I am running out of RAM while outright generating a 4,500 x 1,000,000 DataFrame of correlated simulations. In the code below, I break the simulations into ten parts (10 instances of 100,000 simulations / instance for each of the 4,500 time series connected via the rank correlation matrix corr_matrix), which allows me to stay just under the RAM ceiling:
import pandas as pd
import os
from multiprocessing import Pool
from scipy.stats.distributions import t
from time import time
from statsmodels.sandbox.distributions.multivariate import multivariate_t_rvs as mv_t
filename_prefix = 'generation\\copulas'
def sim(iterable) -> pd.DataFrame:
corr_file, year, part_num, n_sims, df = iterable
corr = pd.read_pickle(corr_file)
copula = pd.DataFrame(t.cdf(mv_t(m=([0] * corr.shape[0]), S=corr, df=df, n=n_sims), df=df))
copula.columns = corr.columns
copula.columns.names = corr.columns.names
copula.to_pickle('%s\\year_%s\\part_%s.pkl' % (filename_prefix, (year + 1), part_num))
return copula
def foo(corr_file: str, n_years: int, n_sims: int, n_parts: int = 10, df: int = 3):
start = time()
for year in range(n_years):
part_size: int = int(n_sims / 10)
temp_dir: str = '%s\\year_%s' % (filename_prefix, year + 1)
temp_file: str = '%s\\year' % temp_dir
os.makedirs('%s\\year_%s' % (filename_prefix, year + 1))
with Pool(3) as p:
collection = p.map(func=sim, iterable=[(corr_file, year, x, part_size, df) for x in range(n_parts)])
temp = pd.concat(collection)
temp.to_pickle('%s\\year_%s.pkl' % (filename_prefix, year + 1))

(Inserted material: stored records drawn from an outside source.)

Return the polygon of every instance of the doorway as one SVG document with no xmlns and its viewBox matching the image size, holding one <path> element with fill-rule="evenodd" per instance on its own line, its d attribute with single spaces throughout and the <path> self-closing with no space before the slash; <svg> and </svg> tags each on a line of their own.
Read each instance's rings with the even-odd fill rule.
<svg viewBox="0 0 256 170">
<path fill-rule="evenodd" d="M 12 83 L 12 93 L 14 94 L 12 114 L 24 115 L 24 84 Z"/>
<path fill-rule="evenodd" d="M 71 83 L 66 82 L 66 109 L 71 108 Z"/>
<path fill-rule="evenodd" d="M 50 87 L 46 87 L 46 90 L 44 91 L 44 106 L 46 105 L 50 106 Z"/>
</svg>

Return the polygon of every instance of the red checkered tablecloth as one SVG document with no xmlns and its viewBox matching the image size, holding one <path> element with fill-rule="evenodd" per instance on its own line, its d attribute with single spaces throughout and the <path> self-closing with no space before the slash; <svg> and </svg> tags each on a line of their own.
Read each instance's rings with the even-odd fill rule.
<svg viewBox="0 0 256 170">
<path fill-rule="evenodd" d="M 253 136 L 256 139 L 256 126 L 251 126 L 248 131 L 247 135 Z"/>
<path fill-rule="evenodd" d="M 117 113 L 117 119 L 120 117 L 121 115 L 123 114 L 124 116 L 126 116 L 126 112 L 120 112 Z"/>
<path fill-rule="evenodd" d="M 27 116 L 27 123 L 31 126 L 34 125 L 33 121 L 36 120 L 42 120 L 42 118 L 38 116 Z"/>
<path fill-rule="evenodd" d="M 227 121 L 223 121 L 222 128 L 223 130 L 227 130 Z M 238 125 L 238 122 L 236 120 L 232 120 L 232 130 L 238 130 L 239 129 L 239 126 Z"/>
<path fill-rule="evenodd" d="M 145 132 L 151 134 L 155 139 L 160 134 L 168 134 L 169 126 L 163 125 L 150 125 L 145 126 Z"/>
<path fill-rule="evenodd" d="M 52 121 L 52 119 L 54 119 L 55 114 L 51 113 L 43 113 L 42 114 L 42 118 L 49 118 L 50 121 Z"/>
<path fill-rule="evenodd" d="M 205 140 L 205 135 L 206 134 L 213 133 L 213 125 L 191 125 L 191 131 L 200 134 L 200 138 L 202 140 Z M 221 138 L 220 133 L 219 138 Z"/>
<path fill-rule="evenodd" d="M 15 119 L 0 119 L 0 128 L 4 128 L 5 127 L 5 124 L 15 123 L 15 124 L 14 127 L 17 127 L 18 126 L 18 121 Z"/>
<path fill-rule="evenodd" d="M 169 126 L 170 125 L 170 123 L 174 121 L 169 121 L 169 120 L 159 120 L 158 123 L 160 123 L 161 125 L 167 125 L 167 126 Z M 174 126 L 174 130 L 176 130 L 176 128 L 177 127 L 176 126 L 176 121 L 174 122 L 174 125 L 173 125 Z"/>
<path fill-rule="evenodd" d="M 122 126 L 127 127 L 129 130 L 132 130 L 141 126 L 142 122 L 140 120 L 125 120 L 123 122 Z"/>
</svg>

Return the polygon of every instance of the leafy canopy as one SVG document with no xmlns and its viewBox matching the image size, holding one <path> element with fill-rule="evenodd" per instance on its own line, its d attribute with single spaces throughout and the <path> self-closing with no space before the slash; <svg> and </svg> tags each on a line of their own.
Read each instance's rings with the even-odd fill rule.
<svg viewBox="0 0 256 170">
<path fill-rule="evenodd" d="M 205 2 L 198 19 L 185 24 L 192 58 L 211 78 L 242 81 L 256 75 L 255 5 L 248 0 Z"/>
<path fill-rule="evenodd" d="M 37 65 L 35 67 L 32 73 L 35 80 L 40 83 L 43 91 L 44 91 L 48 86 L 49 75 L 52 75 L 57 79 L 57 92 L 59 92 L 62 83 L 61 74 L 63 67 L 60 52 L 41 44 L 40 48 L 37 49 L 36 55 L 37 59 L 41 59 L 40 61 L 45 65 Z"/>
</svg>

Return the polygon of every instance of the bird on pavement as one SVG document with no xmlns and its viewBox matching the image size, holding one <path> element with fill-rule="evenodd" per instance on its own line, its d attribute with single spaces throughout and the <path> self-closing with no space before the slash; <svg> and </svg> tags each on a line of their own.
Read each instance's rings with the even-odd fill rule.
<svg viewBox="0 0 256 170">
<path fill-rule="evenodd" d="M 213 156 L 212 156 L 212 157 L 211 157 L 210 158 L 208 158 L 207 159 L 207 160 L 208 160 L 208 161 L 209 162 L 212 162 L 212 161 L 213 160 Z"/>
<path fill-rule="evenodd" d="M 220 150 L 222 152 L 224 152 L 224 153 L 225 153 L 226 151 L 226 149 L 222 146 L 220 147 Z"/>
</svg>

print('\tRun time = %s' % (time() - start))
My questions are:
- Why do I run out of memory when I create a single 4,500 x 1,000,000 DataFrame but not when I create ten 4,500 x 100,000 DataFrames?
- Is there anything I can do to reduce my memory usage?
- Are there any egregious mistakes or poor practices in the above code?
Thank you for your kind assistance and time!